In both stories of the Kingdom put before us in the Gospel today, we are told that the person “sells everything”. Be careful to note the sequence here. The “selling” only makes sense – and then makes eminent sense – in the light of the “finding”. If we have not found the treasure or the pearl, the “selling” can become a heavy, joyless, ego-centric exercise. If we have found the treasure or the pearly, the “selling” becomes an experience of liberation and joy.

St Paul’s call to joy and constant prayerfulness and gratitude is worth special consideration. There was a problem with time in the community of Thessalonica. It is a problem that has emerged more than once in history. Put simply, the problem is this: Some members of the community saw the historical now as irrelevant to the Eternal Now. The historical now was not experienced by them as sacrament. The sacramentality of time enables us to wait upon each moment even as we wait for the next moment. Sacramentality promotes presence, complete presence. Loss of sacramentality undermines our capacity to wait upon the moment, we tend to become trapped in waiting for the next moment. The lack of sacramentality promotes absence from the moment and its possibilities.

After I had almost completed my preparation for this homily I came upon a beautiful piece by Pope Francis. It is always comforting to find that the Holy Father agrees with you!

In one of his “Daily Meditations” given in the chapel at Casa Santa Marta on Tuesday November 26, 2013, Pope Francis said: “A Christian is a man or woman who knows how to live in the moment and also knows
how to live in time”. He went on to say “the Christian is able to move on the road of the moment”. Like St Paul in today’s reading, Pope Francis urges us to prayer and discernment in order to move along this “road of the moment”.

Thank you for the privilege of sharing this time with you. I conclude with the Pope’s final words in his meditation: “May the Lord grant us the grace to walk in wisdom. This, too, is a gift: that wisdom which, in the moment, leads us to pray and discern and which, in time, is God’s messenger that helps us to live with hope”.

Addenda

During the celebration, I was thrilled to find that I was given the words of St Mary Mackillop to introduce to the Prayers of the Faithful: “There where you are, you will find God”.

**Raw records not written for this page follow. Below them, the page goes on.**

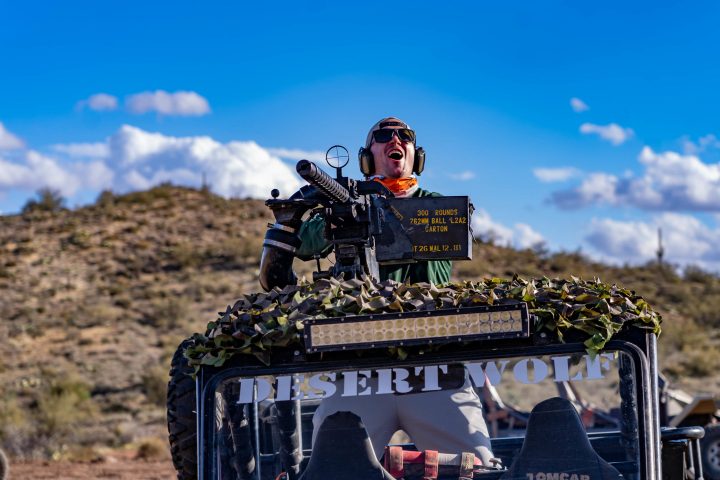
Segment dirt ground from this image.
[8,458,177,480]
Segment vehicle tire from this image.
[700,425,720,480]
[167,339,197,480]
[0,450,10,480]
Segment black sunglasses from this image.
[373,128,415,143]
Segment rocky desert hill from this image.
[0,185,720,460]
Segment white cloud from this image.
[683,133,720,155]
[448,170,475,182]
[585,213,720,271]
[76,93,118,112]
[0,150,97,197]
[0,125,301,213]
[471,209,545,248]
[570,97,590,113]
[551,147,720,211]
[0,122,25,150]
[533,167,581,183]
[580,123,635,146]
[51,143,110,158]
[267,148,325,162]
[125,90,210,116]
[108,125,301,198]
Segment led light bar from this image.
[303,303,530,353]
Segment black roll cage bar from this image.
[196,329,661,480]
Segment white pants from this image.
[313,382,493,465]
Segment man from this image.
[296,117,492,465]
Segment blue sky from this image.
[0,0,720,270]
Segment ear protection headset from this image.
[358,117,425,177]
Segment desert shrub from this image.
[141,296,190,330]
[168,242,205,269]
[660,316,720,378]
[115,182,182,205]
[67,230,90,248]
[141,363,168,407]
[136,437,170,460]
[35,372,96,437]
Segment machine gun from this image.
[260,145,472,290]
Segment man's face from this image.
[370,127,415,178]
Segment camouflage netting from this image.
[185,276,661,371]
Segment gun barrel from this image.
[295,160,350,203]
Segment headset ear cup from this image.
[358,147,375,177]
[413,147,425,175]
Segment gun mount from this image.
[260,145,472,290]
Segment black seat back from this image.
[298,412,394,480]
[500,397,623,480]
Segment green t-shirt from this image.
[295,188,452,285]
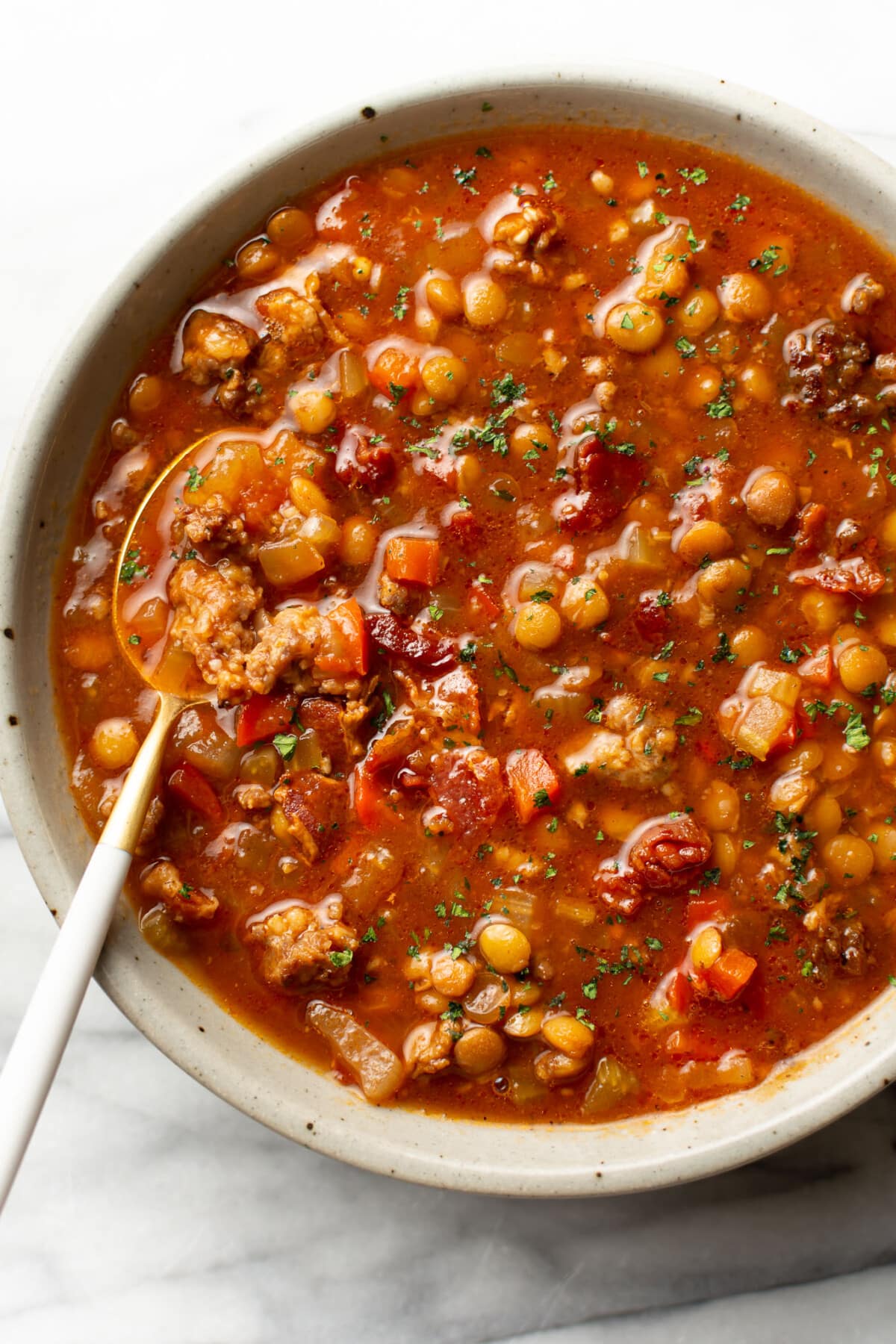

The 18th century Jesuit spiritual guide sums it all up nicely:

“If we are able to envisage each moment as the manifestation of the will of God, we shall find in it all that our heart can desire. For what can there be more reasonable, more perfect, more divine than the will of God? Can its infinite value increase through differences of time, place and circumstance? If you are given the secret of finding it at every moment in every event, you possess all that is most precious and worthy in your esires. What do you desire, holy souls? Do not hold back, carry your longings beyond all measures and limits, dilate your hearts to an infinite extent, I have enough to fill them: there is no moment at which I cannot make you find all that you can desire.” (Jean Pierre d Caussade, Abandonment to Divine Providence, Image Books, 40.)